Normal CPU & GPU Temperatures: Idle, Gaming & When to Worry
Normal temperature ranges
Chips report temperature in Celsius, so this guide does too - flip any value with the Celsius to Fahrenheit converter. Exact limits vary by model, but the bands below hold for recent desktop CPUs and GPUs.
| State | CPU | GPU | Verdict |
|---|---|---|---|
| Idle (desktop, browsing) | 30–50°C | 30–45°C | Normal |
| Light work / video | 50–65°C | 45–60°C | Normal |
| Gaming / heavy load | 65–85°C | 60–80°C | Normal under load |
| Sustained high load | 85–95°C | 80–87°C | Warm - check airflow |
| Throttling territory | 95–100°C+ | 88–95°C+ | Chip slows itself to survive |
When to actually worry
Modern silicon protects itself: at its limit (often called TJMax, typically 95–105°C for CPUs) it throttles - drops its own speed - and shuts down before damage occurs. So a scary number is a performance problem long before it is a safety one.
Red flags worth fixing
- Idle above 60°C - something is wrong: dust, dead fan, or dried thermal paste.
- Instant 95°C+ spikes on light load - usually a cooler mounting problem.
- Stutter that clears when a game is paused - classic thermal throttling.
- Sudden shutdowns under load - thermal protection firing; stop and investigate.
Five fixes, cheapest first
- Dust out the case and heatsinks - compressed air, every few months. The single highest-value fix.
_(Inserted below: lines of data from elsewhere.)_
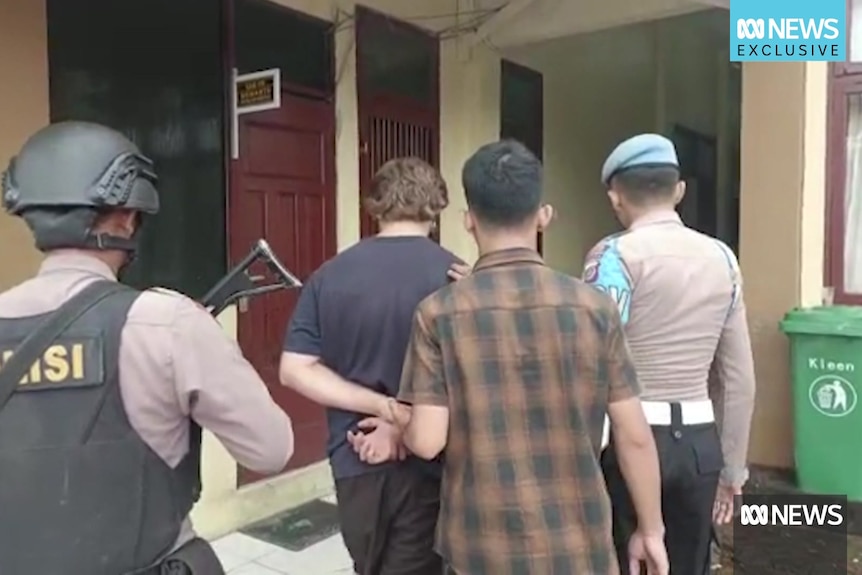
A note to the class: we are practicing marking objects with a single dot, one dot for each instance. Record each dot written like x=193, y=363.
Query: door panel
x=398, y=93
x=284, y=191
x=393, y=129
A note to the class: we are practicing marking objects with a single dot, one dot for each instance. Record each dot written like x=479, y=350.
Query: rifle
x=238, y=284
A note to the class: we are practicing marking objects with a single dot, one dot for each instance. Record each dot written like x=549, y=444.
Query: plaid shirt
x=527, y=360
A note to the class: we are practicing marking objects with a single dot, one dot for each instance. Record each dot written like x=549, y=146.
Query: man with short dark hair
x=679, y=293
x=344, y=349
x=511, y=370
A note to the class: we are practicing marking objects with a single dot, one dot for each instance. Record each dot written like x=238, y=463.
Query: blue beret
x=642, y=150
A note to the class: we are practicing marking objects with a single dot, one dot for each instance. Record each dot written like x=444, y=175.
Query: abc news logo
x=788, y=29
x=792, y=515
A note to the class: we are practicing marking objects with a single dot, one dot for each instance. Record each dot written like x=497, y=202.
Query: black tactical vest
x=80, y=491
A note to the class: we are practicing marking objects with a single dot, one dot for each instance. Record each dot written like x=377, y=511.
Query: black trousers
x=388, y=520
x=691, y=460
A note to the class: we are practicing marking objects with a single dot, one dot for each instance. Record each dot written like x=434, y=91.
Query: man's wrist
x=734, y=476
x=651, y=530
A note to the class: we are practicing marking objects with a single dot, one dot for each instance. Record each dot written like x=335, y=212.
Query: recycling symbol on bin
x=832, y=396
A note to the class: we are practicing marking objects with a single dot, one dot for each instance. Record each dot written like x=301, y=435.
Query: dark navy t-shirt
x=356, y=313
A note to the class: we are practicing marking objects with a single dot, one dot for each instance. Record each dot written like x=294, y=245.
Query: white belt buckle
x=658, y=413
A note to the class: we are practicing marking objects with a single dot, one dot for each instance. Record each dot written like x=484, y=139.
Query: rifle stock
x=238, y=284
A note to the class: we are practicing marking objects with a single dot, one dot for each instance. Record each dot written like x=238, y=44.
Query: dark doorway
x=398, y=92
x=698, y=158
x=283, y=188
x=154, y=71
x=522, y=109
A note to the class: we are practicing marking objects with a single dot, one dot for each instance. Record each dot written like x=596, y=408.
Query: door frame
x=368, y=101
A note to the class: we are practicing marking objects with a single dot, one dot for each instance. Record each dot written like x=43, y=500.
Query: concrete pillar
x=24, y=109
x=781, y=228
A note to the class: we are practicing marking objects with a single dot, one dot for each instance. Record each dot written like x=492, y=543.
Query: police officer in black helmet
x=103, y=388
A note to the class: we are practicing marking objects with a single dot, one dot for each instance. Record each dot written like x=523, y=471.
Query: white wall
x=603, y=87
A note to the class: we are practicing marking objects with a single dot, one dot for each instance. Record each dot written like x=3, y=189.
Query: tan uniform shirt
x=176, y=363
x=679, y=293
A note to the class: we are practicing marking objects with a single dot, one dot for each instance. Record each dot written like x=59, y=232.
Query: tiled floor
x=244, y=555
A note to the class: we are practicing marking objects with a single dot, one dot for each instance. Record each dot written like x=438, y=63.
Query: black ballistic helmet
x=67, y=174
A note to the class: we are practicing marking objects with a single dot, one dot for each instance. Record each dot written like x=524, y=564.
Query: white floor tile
x=230, y=561
x=256, y=569
x=243, y=547
x=285, y=561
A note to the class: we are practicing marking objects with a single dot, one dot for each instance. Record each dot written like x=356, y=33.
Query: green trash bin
x=826, y=368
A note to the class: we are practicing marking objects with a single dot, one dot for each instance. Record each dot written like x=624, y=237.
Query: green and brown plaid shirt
x=527, y=360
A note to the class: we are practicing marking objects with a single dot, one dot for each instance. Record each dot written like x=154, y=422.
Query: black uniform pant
x=388, y=520
x=691, y=460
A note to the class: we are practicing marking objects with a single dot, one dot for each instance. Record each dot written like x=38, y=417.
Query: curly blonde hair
x=406, y=189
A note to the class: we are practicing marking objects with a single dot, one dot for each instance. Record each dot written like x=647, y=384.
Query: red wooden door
x=283, y=190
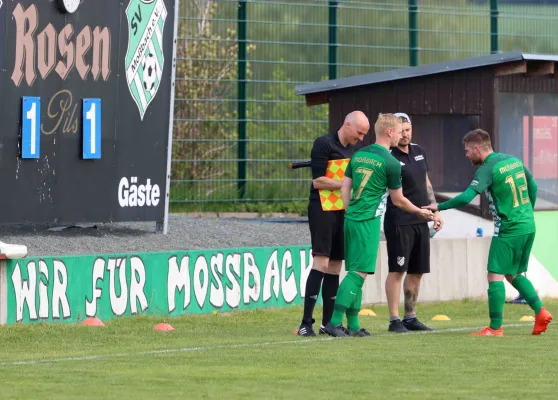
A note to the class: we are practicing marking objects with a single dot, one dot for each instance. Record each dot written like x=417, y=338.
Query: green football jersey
x=373, y=170
x=504, y=181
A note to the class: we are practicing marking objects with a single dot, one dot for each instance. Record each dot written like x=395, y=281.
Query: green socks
x=352, y=313
x=350, y=290
x=528, y=292
x=496, y=300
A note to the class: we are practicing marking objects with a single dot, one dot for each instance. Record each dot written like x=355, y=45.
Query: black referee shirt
x=325, y=148
x=413, y=179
- Check that every fan spins, and that case airflow goes front-to-back, in-to-out.
- Re-paste the cooler if the machine is 3+ years old - thermal paste dries and cracks.
- Give the case room to breathe - a PC in a sealed cabinet cooks itself. Room temperature matters too: every degree of a hot room adds roughly a degree to the chip (see our ideal room temperature guide).
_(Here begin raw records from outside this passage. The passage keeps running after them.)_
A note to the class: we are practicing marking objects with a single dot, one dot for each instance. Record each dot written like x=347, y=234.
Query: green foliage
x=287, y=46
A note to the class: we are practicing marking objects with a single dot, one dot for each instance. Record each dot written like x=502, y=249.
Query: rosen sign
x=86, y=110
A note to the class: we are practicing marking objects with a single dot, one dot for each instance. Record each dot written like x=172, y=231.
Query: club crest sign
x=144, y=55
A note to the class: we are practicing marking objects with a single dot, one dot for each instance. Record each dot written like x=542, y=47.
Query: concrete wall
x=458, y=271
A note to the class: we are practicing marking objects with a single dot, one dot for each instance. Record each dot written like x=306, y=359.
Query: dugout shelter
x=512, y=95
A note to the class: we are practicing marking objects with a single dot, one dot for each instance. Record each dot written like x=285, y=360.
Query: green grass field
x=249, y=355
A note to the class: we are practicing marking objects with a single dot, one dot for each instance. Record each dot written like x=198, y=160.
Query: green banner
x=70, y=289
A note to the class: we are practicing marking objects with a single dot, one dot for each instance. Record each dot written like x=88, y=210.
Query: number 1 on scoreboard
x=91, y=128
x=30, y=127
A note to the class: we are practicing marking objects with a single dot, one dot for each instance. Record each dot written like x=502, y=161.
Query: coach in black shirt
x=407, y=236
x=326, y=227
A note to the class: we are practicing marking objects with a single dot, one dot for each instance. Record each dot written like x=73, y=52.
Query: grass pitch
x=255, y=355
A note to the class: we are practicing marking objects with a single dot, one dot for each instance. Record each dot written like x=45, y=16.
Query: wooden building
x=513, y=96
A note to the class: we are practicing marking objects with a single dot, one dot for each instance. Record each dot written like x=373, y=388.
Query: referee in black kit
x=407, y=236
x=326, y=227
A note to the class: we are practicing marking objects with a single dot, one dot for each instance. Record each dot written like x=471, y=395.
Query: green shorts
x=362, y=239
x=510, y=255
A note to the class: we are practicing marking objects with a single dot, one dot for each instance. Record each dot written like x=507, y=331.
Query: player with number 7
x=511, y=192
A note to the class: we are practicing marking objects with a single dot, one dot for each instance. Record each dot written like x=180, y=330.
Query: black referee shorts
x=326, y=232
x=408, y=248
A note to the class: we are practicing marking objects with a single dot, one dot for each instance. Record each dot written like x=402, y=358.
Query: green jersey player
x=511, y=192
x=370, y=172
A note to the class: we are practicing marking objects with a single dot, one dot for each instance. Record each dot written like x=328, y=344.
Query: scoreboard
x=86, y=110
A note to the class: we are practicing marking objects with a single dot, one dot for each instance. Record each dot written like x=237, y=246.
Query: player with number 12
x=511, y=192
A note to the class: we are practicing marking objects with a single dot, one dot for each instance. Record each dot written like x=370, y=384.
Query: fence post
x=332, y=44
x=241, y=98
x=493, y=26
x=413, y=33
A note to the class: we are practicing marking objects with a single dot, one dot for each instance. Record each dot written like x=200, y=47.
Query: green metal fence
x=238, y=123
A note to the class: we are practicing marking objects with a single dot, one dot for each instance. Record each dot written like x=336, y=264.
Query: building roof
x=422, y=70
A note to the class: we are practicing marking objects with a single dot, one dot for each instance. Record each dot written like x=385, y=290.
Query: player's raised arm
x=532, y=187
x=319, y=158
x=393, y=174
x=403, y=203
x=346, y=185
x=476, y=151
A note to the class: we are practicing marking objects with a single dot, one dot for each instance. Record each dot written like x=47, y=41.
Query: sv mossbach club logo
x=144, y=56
- Undervolt or cap frame rates - free, dramatic drops on many systems.
Laptops play by hotter rules
Thin laptops cannot fit desktop-class coolers, so their chips are designed to sprint hot: brief spikes to 95-100°C during compiles or game loading are engineered behavior, not emergencies. Sustained gaming in the low 90s is common in gaming laptops.
- Hard surfaces only: a duvet blocks the intake vents and adds 10-15°C instantly.
- Elevate the rear an inch for measurably better airflow; a cooling pad helps thin chassis most.
- Dust the vents twice a year - laptop fans clog faster than desktop cases.
- Worry signals: fans at full blast while idle, or performance that collapses after ten minutes of load.
How to actually check your temperatures
- Windows: Task Manager → Performance shows GPU temperature; free tools like HWiNFO or Core Temp expose every sensor, including per-core CPU readings.
- macOS: Apple silicon Macs manage themselves tightly; tools like Stats or Hot read the sensors if you are curious.
- In games: the overlays built into GeForce Experience / Adrenalin show live GPU temperature and clocks.
Log a session before and after any cooling fix - a dust-out that drops load temperatures 10°C is normal and deeply satisfying.